枠にはめられた感のある自分のポジションには不満もあるが、否応無しに変化を求められるその時が来るまでは、その役を演じ続けていくつもりだった。

それを、単なる横島の代役でしかないヒャクメのために続けることには、ためらいが生じたとしても不思議ではない。
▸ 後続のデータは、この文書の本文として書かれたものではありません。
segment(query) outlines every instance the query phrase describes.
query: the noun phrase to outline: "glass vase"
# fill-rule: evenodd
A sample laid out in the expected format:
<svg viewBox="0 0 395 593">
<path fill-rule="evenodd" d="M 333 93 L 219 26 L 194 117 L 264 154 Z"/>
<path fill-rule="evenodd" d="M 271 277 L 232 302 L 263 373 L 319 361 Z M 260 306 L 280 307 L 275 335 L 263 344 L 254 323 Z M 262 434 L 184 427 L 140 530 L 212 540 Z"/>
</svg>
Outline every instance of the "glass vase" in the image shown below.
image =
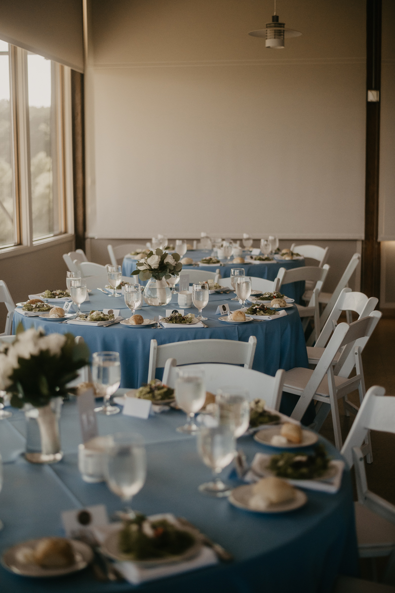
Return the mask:
<svg viewBox="0 0 395 593">
<path fill-rule="evenodd" d="M 147 305 L 159 307 L 170 302 L 171 291 L 164 278 L 161 280 L 150 278 L 144 289 L 143 296 Z"/>
<path fill-rule="evenodd" d="M 54 397 L 47 406 L 25 408 L 25 458 L 31 463 L 56 463 L 63 457 L 59 432 L 62 403 L 62 397 Z"/>
</svg>

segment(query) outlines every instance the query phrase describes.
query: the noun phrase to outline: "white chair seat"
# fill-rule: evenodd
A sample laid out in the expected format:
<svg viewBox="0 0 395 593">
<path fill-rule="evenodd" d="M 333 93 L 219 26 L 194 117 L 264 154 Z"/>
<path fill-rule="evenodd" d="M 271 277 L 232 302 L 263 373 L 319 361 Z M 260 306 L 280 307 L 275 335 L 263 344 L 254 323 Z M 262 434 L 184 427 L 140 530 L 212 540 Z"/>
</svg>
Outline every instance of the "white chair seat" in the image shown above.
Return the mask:
<svg viewBox="0 0 395 593">
<path fill-rule="evenodd" d="M 314 371 L 311 371 L 311 369 L 304 369 L 301 366 L 296 366 L 294 369 L 287 371 L 284 380 L 284 391 L 287 390 L 287 388 L 301 392 L 304 391 L 313 372 Z M 335 383 L 337 388 L 341 387 L 348 381 L 349 381 L 349 379 L 345 379 L 343 377 L 335 376 Z M 325 397 L 329 397 L 327 375 L 325 375 L 324 377 L 316 391 L 316 393 L 318 396 L 323 396 Z"/>
</svg>

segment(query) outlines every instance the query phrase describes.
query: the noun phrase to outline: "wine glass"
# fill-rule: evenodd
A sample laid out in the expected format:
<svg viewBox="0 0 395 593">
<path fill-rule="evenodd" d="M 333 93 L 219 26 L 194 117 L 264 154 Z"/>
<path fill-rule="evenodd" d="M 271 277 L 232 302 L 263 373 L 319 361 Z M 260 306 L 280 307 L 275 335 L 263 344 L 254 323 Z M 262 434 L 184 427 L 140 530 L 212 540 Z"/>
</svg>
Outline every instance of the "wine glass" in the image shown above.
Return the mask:
<svg viewBox="0 0 395 593">
<path fill-rule="evenodd" d="M 92 378 L 95 387 L 103 397 L 103 405 L 95 412 L 106 416 L 118 414 L 116 406 L 111 406 L 110 400 L 121 383 L 121 363 L 118 352 L 94 352 L 92 356 Z"/>
<path fill-rule="evenodd" d="M 147 476 L 144 440 L 137 432 L 117 432 L 110 438 L 104 467 L 107 486 L 121 500 L 130 504 L 144 486 Z M 122 518 L 133 519 L 136 516 L 130 508 L 119 514 Z"/>
<path fill-rule="evenodd" d="M 264 256 L 269 255 L 271 248 L 270 243 L 267 239 L 261 240 L 261 251 Z"/>
<path fill-rule="evenodd" d="M 188 422 L 177 428 L 178 432 L 192 434 L 198 431 L 194 420 L 195 413 L 205 401 L 204 370 L 200 366 L 193 369 L 177 369 L 175 388 L 177 405 L 188 416 Z"/>
<path fill-rule="evenodd" d="M 124 296 L 126 306 L 132 311 L 131 314 L 134 315 L 143 300 L 141 284 L 126 284 Z"/>
<path fill-rule="evenodd" d="M 201 312 L 208 302 L 208 285 L 194 284 L 192 289 L 192 302 L 194 306 L 199 310 L 197 319 L 200 321 L 205 321 L 207 317 L 202 317 Z"/>
<path fill-rule="evenodd" d="M 86 280 L 84 278 L 70 279 L 70 296 L 77 305 L 77 315 L 81 312 L 81 303 L 86 298 Z"/>
<path fill-rule="evenodd" d="M 245 276 L 246 270 L 243 267 L 232 267 L 230 269 L 230 283 L 232 284 L 232 288 L 233 290 L 236 290 L 236 278 L 239 278 L 241 276 Z M 232 301 L 238 301 L 239 299 L 237 296 L 235 298 L 231 299 Z"/>
<path fill-rule="evenodd" d="M 236 280 L 236 294 L 241 301 L 240 304 L 244 307 L 246 299 L 251 294 L 251 277 L 250 276 L 239 276 Z"/>
<path fill-rule="evenodd" d="M 197 435 L 197 448 L 203 463 L 213 470 L 213 482 L 201 484 L 199 490 L 213 496 L 227 496 L 230 488 L 219 477 L 236 455 L 234 426 L 220 425 L 210 428 L 202 426 Z"/>
<path fill-rule="evenodd" d="M 176 253 L 182 257 L 187 253 L 187 242 L 184 239 L 177 239 L 175 242 Z"/>
<path fill-rule="evenodd" d="M 113 294 L 110 296 L 121 296 L 117 294 L 116 288 L 122 281 L 122 267 L 121 266 L 107 266 L 107 276 L 108 282 L 113 286 Z"/>
<path fill-rule="evenodd" d="M 70 285 L 72 280 L 81 280 L 81 272 L 68 272 L 66 274 L 66 286 L 69 292 L 70 292 Z"/>
<path fill-rule="evenodd" d="M 247 390 L 232 386 L 222 387 L 217 391 L 216 403 L 219 425 L 233 424 L 236 439 L 243 435 L 250 420 Z"/>
</svg>

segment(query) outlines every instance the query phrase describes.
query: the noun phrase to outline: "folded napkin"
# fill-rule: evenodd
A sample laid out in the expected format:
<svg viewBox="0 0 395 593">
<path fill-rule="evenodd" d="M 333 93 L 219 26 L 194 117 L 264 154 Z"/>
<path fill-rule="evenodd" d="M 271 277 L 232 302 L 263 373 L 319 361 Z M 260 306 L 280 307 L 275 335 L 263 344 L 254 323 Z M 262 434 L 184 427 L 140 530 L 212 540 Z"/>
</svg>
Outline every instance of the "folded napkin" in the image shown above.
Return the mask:
<svg viewBox="0 0 395 593">
<path fill-rule="evenodd" d="M 300 454 L 303 455 L 302 453 Z M 265 455 L 264 453 L 256 453 L 251 464 L 251 469 L 248 471 L 243 477 L 245 482 L 252 483 L 261 480 L 262 476 L 258 475 L 255 470 L 259 467 L 260 463 L 268 460 L 271 455 Z M 330 478 L 325 480 L 291 480 L 284 478 L 286 482 L 298 488 L 306 488 L 306 490 L 315 490 L 320 492 L 327 492 L 329 494 L 335 494 L 340 488 L 342 483 L 342 476 L 344 469 L 344 461 L 339 459 L 333 459 L 329 463 L 329 467 L 333 467 L 336 470 L 336 473 Z M 268 474 L 269 475 L 269 474 Z"/>
</svg>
それがおキヌの逡巡の理由でもあった。
だが、無慈悲な機械仕掛けの神は、そんな彼女の思いなど一顧だにせず、ひたすらにその役割を求め続けるのだった。


  パン パパン パ パパパパン


馬鹿馬鹿しい緊迫感が漂う室内に、突然この時代には存在し得ない音が鳴り響く。
それは、おキヌが持っていた携帯電話の音だった。

「あっ! す、すみませんっ・・・」

おキヌは慌てて軍服のポケットをまさぐり、自分の携帯を探すが、そういう時に限ってなかなか見つからない。
そうこうしている間にもアラーム代わりの着メロは鳴り続け、最近おキヌがお気に入りの、かおりや魔理からは「似合わない」と言われているラップのメロディが流れていた。

「―――あった!」

数多いポケットの中からようやく携帯を見つけ、急いで電源を切ると、ほっと息をついた。
場違いな場所で鳴らしてしまった携帯ほど、ばつの悪いものはそうそうない。

「―――ったく、何をやってるのよ」

恥ずかしさのあまり、顔を真っ赤にして縮こまるおキヌの様子を見て、美神は肩を落としてため息をついた。
機先をそがれたのか、手にした神通棍を再び振り上げる気にもなれなかった。
さて、どうしたものか、と美神はモーツァルトのほうをちらりと見たが、モーツァルトは美神のことなど忘れてしまったかのように、呆然として立ち尽くしていた。

「ちょっと! どうしたのよ、いったい?」

無視されたような格好になって、また少し不機嫌になった美神が声を掛けるが、モーツァルトは一向に反応を示さない。
それどころか、おキヌの立っていたあたりの上を見つめ、何かをしきりに呟いていた。

「・・・パン パパン パ パパパパン―――」

小さく口を開き、先程聞こえてきたメロディを反芻しているのだった。
そして徐々に確信めいた、力強い音階となって早口で歌い出していた。

「―――パンパーン パパパ パララン パパパ パララン パパパ パララン パパパ パンパンパラララ パンパンパラララ・・・」

モーツァルトはそこで口ずさむのを止め、脱兎のごとく駆け出して、奥の部屋へと消えた。
さては逃げたか、と思って美神が追いかける間もなく、取り憑かれたように掻き鳴らすチェンパロの音が聞こえてきた。
それはヨーロッパの人々が初めて耳にするメロディ、そして後に様々な音楽のモチーフとして取り上げられることになるクラシックの名曲、「アイネ・クライネ・ナハトムジーク」であった。